Osvaldo Doederlein replied on Wed, 2008/07/23 - 9:58am

This allows be to bitch, once again, about the classfile's poor constant pools. We should be able to define "compile-time literals" of ANY type; the only restriction should be that initialization should depend only on trivial constructors (i.e., constructors that only initialize fields with values that are compile-time constants, or derived from compile-time constants wothout invoking any external method - e.g. "this.x = 10 * xParameter") so the compiler could easily evaluate the constructor code at compilation time. This would cover >90% of all constructors out there. Notice that this optimization is easy and implemented in many anguages. Java's strong portability makes it easy, for example you could even evaluate at compile time an API calls like java.lang.Math.cos(), because its behavior is portable so a result generated at compile time in platform X is acceptable when the code is ran on platform Y, which makes safe to move evaluation from runtime to compile time. And of course, the constant pool should also support arays properly, so array initialization expressions don't need to be encoded as a horribly inefficient stream of bytecodes that assign each index. These limitations hurt startup time, and also data sharing: if we get smarter constant pools that can also guarantee deep immutability (which is a separated RFE), all that data could be easily shared among processes.

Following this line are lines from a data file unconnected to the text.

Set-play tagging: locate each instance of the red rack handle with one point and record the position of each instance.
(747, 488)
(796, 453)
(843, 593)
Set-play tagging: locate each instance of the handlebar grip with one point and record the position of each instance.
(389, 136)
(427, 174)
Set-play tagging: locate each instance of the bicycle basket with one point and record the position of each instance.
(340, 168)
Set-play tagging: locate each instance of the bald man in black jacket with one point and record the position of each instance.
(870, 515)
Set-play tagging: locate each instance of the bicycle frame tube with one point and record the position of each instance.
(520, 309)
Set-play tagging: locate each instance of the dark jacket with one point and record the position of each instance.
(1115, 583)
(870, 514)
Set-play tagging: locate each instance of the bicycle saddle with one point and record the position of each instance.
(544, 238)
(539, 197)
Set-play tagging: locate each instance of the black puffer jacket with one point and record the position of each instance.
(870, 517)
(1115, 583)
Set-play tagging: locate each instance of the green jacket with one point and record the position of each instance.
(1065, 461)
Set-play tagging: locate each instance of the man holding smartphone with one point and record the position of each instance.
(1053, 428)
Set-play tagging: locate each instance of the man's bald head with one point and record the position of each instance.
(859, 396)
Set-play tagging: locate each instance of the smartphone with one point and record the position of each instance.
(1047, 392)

Slava Imeshev replied on Wed, 2008/07/23 - 9:11pm



you are missing the fact that the static block is executed during the class initialization, and you cannot initialize a non-static inner class without having an instance of the enclosing class. That's it.




Alen Vrecko replied on Wed, 2008/07/23 - 3:46pm

I'd never tought anybody would want to write code like that.

Let us not forget how one instantiates an inner class

new TestInnerStaticFinal().new MyInner();

this might give a hint. An inner class can only live within an outer class, but if statics were allowed it could live outside the outer class which would defeat the purpuse of inner class at least this is how I see it.


Roger Crawfis replied on Sat, 2009/10/24 - 9:33pm

Looking for help as to why this was not allowed. Wanted to comment on the last two comments about needing an instance of the outer type in order to deal with the inner type. This is not necessary so. Static members are part of the type, not part of an instance. So: TestInnerStaticFinal.MyInner.Object_Const would easily tell the compiler what it is that we are after. In C# the rules for initializing types (aka calling the static constructor that every type has) are very clear and I am not sure there is this problem there. Not a Java expert, but I believe the real answer is because the language designers choose not to let you do this and either wanted to prohibit it or where just lazy in not wanted to implement it. Really no technical reason for it.